Monday, April 30, 2007

Hail to the Victors

Congrats to the graduates...

As for Ecuador, I´m trying to do more studying this week, along with see some of Cuenca if I am to be leaving next week. I had a good day on Saturday hanging out with other students - three girls from Ireland and one from California, so I feel like I´ve had a little social time. Sunday I tried to study all day but that isn´t that fun! I ended up walking to one mall, which was pretty small, and then going to the big mall with my host mother. It isn´t that I like malls so much (I don´t) but I do find it interesting to see what an Ecuadorian mall is like. We went to a store very similar to Target or Walmart, and what shocked me the most was the prices - there was a silver tea pot, for the table, not to put on the stove, and it wasn´t fancy, and it was $40! I think it would be cheaper at home, for one thing, and second, for a country with a GDP around $2300, I think, that seems incredibly expensive. Some foods are cheap, as is local alcohol (a liter of rum for $3), but many things must be totally out of reach for most Ecuadorians.
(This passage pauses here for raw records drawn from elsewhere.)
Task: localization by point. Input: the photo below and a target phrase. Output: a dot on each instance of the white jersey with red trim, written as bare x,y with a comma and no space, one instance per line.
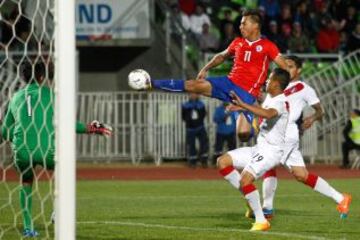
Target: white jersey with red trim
299,95
272,131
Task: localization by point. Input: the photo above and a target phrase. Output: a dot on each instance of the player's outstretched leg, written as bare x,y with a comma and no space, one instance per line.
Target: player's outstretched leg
320,185
269,186
227,170
246,126
253,198
200,86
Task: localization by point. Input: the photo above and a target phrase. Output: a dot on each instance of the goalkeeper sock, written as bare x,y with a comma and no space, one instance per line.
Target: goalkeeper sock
232,176
269,187
26,206
169,85
321,186
252,196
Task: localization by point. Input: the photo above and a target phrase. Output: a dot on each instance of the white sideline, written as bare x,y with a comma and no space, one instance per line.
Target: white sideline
283,234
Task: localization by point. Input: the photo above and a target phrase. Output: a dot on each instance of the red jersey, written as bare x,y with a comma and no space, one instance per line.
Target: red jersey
251,63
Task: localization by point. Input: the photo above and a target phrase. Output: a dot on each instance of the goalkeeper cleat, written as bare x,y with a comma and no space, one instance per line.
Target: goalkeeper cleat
260,226
99,128
30,233
268,213
344,205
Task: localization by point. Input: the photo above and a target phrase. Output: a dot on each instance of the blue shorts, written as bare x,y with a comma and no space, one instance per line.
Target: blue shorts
221,87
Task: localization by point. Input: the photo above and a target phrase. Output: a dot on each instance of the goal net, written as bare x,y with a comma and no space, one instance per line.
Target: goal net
31,111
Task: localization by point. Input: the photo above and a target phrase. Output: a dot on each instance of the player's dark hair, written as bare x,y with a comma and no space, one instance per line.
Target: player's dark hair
296,60
31,73
282,76
254,15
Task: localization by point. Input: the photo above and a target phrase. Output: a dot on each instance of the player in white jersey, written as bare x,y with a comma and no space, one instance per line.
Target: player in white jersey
300,95
266,154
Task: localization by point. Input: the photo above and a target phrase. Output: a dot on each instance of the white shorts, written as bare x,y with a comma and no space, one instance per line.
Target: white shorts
292,156
257,159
But the store was busy (most of the stores in downtown Cuenca are closed on Sunday so it was like a ghost town - everyone must have been at the mall!) so it didn´t seem like no one could afford to shop there. Maybe on this trip I´m just looking at expensive, touristy places (like restaurants in Guatemala) but I´m just surprised that food in restaurants is cheap in Ecuador - cheaper than Guatemala - but things in stores are not. Cuenca doesn´t seem like a city where people can live on $2300, though. But my family keeps talking about how it is so hard to find a job. A lot of stores and restaurants have help wanted signs, but I guess that just like in the US, if you have a bachelor´s degree you don´t want to be a salesclerk.

There´s so much more but again I have spent the afternoon trying to find a good Galapagos cruise for a good price for the right dates...Since I want to go to Lima to see Fernando and then to Cuzco, Machu Pichu and maybe Bolivia, I may not be back in Ecuador until the end of my trip. Funny how at the start, I really wanted to stay in one place for a long time, but the reality is that without much Spanish and it not being the summer (ie there aren´t lots of other students), there isn´t much to tie me to staying here other than it being easy. And there doesn´t seem to be an obvious place for me to teach English, which is the only skill I can really offer (and I have no idea if I would enjoy it anyway). Sometimes it feels like August is so far away, and other times that I don´t have enough time to do everything here I want to do (which I suppose is to both travel and to find a place to stay for a month or so, volunteering).

4 comments:

medres said...

Hi hon-miss you and thinking about you!!!!! More soon...luv ams

Anonymous said...

I'm so jealous of you! Everything sounds good and it's really nice to have the flexibility to just decide to change your plans like that. Keep enjoying yourself!

Anonymous said...

Are you still going to be taking language classes in the other places or just traveling? I'm so jealous... you get a guided tour of Peru from Fernando!

Can you believe you've been gone for over a month already? Has it flown by or gone really slowly?

miss you bunches.

andlee said...

I might not be able to meet up with Fernando, but we´ll see. It would be fun, although he´d probably make me speak Spanish to him and his friends - which would be ok in terms of me speaking, but not me understanding.

I really think I should keep taking classes where ever I am. That is why I am here, and I don´t like the idea of packing up my backpack every 3 days and traveling elsewhere...I think it might be nice to spend 2 weeks studying in one place, 2 in another, etc because I´m not sure I´ll find volunteer work anywhere that I like (or can do!). OR maybe I´ll just stay in Cuenca a while.